A good theft could score $20,000. Many robberies were ill-planned fishing expeditions that still netted something. Jesse James and his gang supplemented their income by also robbing a train’s passengers.

There were several reasons to mail all this treasure by train: the huge size of the country after westward expansion; the flow of Western gold; lack of electronic fund transfers; and the gold standard backing cash. It made the US prime train-robbing territory from about 1860 to 1940, with 28 mail-car robberies between 1897 and 1899 alone.

Railway mail was simply an extension of and improvement on stagecoach mail, which was also frequently robbed. (The last stagecoach robbery in the US, in 1916, netted $4,000 in gold coins.) Rail mail began as early as 1832, but wasn’t standardized until the 1860s, when the Railway Mail Service was founded.

Almost every train was a mail train, with a specific mail car that acted as a rolling post office. Handgun-wielding clerks sorted mail and dumped it off on hooks at towns along the way. It continued until 1977.

Despite bandits, registered rail mail was considered very safe. In 1937, the nation’s $15.5 billion gold reserve was transferred from New York to Fort Knox, Kentucky—entirely as registered mail on mail trains. It was not robbed.

However, mail clerks weren’t above pilfering cash from registered letters as the train went through dark tunnels. A $2 million Illinois train robbery (immortalized in the film “The Newton Boys”) was engineered in 1924 by Chicago’s top postal inspector.
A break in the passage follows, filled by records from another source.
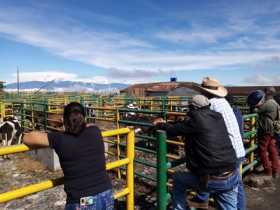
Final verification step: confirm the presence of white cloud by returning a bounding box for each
[0,3,280,83]
[156,28,230,44]
[243,74,280,86]
[11,71,78,82]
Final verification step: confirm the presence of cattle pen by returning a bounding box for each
[0,95,258,210]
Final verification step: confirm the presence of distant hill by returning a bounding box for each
[5,81,128,92]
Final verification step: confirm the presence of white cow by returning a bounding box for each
[0,116,22,146]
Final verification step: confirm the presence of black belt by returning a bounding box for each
[209,170,235,180]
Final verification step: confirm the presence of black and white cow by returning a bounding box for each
[0,116,22,146]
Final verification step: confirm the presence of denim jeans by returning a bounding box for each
[197,158,246,210]
[275,134,280,155]
[65,190,114,210]
[172,171,238,210]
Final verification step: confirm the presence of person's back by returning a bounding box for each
[186,107,236,174]
[257,98,279,135]
[247,90,280,178]
[154,95,238,210]
[48,126,111,203]
[210,97,245,158]
[23,102,114,210]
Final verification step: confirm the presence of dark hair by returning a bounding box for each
[63,102,86,135]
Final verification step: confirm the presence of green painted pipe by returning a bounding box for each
[243,130,257,139]
[242,160,258,174]
[245,144,258,155]
[135,134,156,141]
[119,108,165,115]
[157,131,167,210]
[134,171,157,182]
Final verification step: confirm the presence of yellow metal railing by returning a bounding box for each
[0,128,134,210]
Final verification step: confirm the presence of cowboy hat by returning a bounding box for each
[199,77,228,97]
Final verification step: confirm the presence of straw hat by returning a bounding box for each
[190,95,210,108]
[199,77,228,97]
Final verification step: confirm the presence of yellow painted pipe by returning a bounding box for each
[126,130,135,210]
[0,178,63,203]
[106,158,130,170]
[0,158,130,203]
[0,144,31,156]
[0,128,129,156]
[114,188,129,199]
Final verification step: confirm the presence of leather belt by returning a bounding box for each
[209,171,235,180]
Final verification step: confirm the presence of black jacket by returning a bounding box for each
[156,107,237,175]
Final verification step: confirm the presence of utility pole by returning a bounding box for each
[17,66,19,96]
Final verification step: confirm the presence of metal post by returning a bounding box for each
[250,116,256,171]
[116,108,121,179]
[44,102,48,131]
[126,129,135,210]
[157,131,167,210]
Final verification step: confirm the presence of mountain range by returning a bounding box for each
[5,81,128,92]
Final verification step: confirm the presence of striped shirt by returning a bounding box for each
[209,98,245,158]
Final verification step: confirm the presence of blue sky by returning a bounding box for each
[0,0,280,85]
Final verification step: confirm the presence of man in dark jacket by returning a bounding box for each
[155,95,238,210]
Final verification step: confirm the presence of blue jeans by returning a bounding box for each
[172,172,238,210]
[275,134,280,155]
[197,158,246,210]
[65,190,114,210]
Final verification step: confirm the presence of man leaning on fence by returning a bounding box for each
[247,90,280,178]
[154,95,238,210]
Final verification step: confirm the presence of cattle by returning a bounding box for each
[0,116,22,158]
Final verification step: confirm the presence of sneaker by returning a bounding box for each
[188,196,208,209]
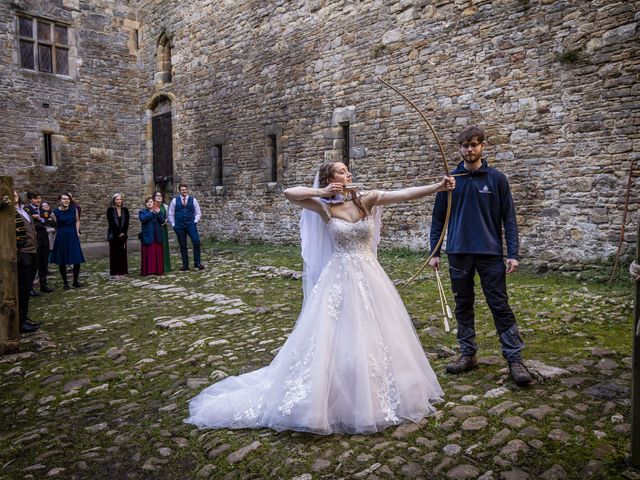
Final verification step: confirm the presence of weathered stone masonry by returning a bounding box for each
[0,0,640,267]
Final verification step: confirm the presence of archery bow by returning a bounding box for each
[376,77,452,286]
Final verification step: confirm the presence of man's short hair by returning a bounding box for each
[458,125,485,145]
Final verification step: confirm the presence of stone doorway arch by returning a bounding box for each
[145,93,177,200]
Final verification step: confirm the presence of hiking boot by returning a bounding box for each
[447,353,478,374]
[509,360,533,385]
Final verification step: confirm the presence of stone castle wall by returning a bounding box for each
[0,0,144,236]
[0,0,640,267]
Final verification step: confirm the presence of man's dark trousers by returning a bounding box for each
[174,222,202,268]
[447,254,524,362]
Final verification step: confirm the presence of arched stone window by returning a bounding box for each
[154,33,171,83]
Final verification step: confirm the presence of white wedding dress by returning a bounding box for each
[185,208,443,434]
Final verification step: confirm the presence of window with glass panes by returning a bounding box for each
[18,16,69,75]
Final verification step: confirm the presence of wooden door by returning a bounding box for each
[152,112,173,187]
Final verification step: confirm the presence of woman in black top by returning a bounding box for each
[107,193,129,276]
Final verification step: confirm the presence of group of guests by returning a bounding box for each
[14,184,204,332]
[107,184,204,277]
[13,191,84,332]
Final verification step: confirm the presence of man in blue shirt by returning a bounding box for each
[430,126,532,385]
[167,183,204,272]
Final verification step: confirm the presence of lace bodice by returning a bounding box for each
[327,215,373,253]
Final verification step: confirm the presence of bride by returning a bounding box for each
[185,162,455,434]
The earliest “Great Train Robbery,” an 1855 English heist, burgled a regular London-to-Paris shipment of gold bullion. But it was technically a private mailing service.

England can also claim the largest train robbery (in absolute dollars) in history: the 1963 “Great Train Robbery” of about 2.6 million British pounds (about 7 million US dollars, or $50 million in today’s money) from a Glasgow-to-London mail train. The thieves took about 120 mailbags full of small-value bank notes—mostly old, worn-out ones doomed for burning—being sent as registered mail from Scottish branch banks to the central London offices.

One of the robbers, Ronald Biggs, was given an interesting job in prison: sewing mailbags.